Fascinating article, though you have a copy-paste problem...
The title is quite provocative, it would justify more explicit discussion of how this research relates to intelligent design.
If I were a believer I'd feel very comforted after reading this piece, since suddenly it seems Darwin CAN be challenged.
Posted by: gijs | November 14, 2008 at 01:29 AM
So why are so many malforms being born?
Posted by: pikestaff | November 14, 2008 at 05:07 AM
Isn't it obvious? When a star dies, a supernova goes off, killing all the species, but the gamma rays hit earth and our dna get's blended in with the new dna and we get accelerated growth because of it.
There's a lot of room for new theories, hard to test any of them. Good to hear that these guys found a way.
Posted by: Caleb | November 14, 2008 at 12:08 PM
Isn't it obvious? When a star dies, a supernova goes off, killing all the species, but the gamma rays hit earth and our dna get's blended in with the new dna and we get accelerated growth because of it.
There's a lot of room for new theories, hard to test any of them. Good to hear that these guys found a way.
Posted by: Caleb | November 14, 2008 at 12:08 PM
Isn't it obvious? When a star dies, a supernova goes off, killing all the species, but the gamma rays hit earth and our dna get's blended in with the new dna and we get accelerated growth because of it.

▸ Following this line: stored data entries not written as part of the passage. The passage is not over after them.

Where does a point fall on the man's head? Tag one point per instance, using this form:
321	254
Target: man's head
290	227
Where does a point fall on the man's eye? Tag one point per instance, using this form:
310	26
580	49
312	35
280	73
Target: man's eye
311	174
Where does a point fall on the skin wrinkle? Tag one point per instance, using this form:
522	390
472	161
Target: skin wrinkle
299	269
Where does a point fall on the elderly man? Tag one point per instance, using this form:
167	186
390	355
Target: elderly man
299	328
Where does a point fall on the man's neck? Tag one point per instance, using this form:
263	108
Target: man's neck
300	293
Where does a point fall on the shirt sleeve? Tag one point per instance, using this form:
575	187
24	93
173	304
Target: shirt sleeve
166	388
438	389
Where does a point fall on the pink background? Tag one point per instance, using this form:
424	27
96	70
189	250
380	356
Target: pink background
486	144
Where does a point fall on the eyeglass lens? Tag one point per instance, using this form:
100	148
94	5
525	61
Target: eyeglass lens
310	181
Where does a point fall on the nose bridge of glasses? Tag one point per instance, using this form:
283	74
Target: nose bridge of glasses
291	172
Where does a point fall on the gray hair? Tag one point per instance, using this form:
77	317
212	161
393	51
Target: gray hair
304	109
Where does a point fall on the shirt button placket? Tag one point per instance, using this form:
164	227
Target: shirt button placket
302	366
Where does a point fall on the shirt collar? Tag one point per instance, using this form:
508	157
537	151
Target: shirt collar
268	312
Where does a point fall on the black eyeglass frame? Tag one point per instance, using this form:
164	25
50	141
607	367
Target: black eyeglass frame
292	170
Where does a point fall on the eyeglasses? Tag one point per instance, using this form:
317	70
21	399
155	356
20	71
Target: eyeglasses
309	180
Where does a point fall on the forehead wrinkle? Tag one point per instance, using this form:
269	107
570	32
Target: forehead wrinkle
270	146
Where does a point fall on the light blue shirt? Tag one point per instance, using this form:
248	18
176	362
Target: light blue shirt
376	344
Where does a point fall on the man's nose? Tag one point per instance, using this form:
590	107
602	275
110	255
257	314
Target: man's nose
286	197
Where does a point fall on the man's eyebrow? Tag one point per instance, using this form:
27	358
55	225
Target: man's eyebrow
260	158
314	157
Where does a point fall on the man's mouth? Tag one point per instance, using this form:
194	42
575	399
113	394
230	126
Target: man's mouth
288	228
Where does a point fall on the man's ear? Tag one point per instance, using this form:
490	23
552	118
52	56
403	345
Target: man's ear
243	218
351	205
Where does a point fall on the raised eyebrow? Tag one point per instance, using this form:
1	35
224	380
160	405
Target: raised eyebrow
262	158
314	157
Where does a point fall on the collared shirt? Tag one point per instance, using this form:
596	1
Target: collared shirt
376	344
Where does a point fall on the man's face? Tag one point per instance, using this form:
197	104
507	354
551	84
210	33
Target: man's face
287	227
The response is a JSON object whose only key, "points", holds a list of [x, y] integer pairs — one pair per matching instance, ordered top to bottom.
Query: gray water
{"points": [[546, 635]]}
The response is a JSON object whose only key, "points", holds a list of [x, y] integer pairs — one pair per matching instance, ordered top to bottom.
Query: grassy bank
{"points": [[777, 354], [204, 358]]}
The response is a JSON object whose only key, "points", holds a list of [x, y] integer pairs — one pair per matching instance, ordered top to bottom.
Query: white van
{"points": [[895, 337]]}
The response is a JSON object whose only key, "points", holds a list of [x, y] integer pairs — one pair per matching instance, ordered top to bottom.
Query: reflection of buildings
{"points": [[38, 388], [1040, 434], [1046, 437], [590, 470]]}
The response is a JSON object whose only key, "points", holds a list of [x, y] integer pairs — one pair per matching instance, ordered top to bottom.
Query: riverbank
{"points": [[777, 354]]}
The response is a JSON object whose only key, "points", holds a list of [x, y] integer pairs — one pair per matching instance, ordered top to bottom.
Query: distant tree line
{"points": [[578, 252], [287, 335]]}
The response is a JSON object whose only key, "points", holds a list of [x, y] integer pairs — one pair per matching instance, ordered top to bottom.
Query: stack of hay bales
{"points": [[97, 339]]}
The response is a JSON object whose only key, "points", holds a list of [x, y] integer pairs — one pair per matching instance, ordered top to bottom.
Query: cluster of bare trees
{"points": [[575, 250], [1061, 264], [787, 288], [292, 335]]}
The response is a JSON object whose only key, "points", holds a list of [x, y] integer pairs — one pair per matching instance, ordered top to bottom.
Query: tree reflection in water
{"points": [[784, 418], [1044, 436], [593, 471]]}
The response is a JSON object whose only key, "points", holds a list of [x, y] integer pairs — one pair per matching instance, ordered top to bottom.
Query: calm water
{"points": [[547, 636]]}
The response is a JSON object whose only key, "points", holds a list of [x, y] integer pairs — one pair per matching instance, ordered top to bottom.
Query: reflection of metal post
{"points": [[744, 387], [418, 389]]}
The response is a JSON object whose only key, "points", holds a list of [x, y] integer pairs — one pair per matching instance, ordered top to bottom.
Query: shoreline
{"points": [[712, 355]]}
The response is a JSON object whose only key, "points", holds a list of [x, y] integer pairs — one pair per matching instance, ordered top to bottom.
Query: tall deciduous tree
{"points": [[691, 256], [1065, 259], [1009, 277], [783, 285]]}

There's a lot of room for new theories, hard to test any of them. Good to hear that these guys found a way.
Posted by: Caleb | November 14, 2008 at 12:08 PM
Good article. Perhaps the Smithsonian and Baylor University et al. administrations will read it and reconsider some of their recent terminations of good scientists for nothing more than doing good science.
Posted by: citizenz | December 30, 2008 at 04:42 AM
I do not believe in evolution by random either.
Please see my concepts in www.cicatrices.com.mx
Posted by: Felix Rocha | January 03, 2009 at 07:33 PM
Darwin and Wallace didn't co-discover evolution! Evolution was already an established idea!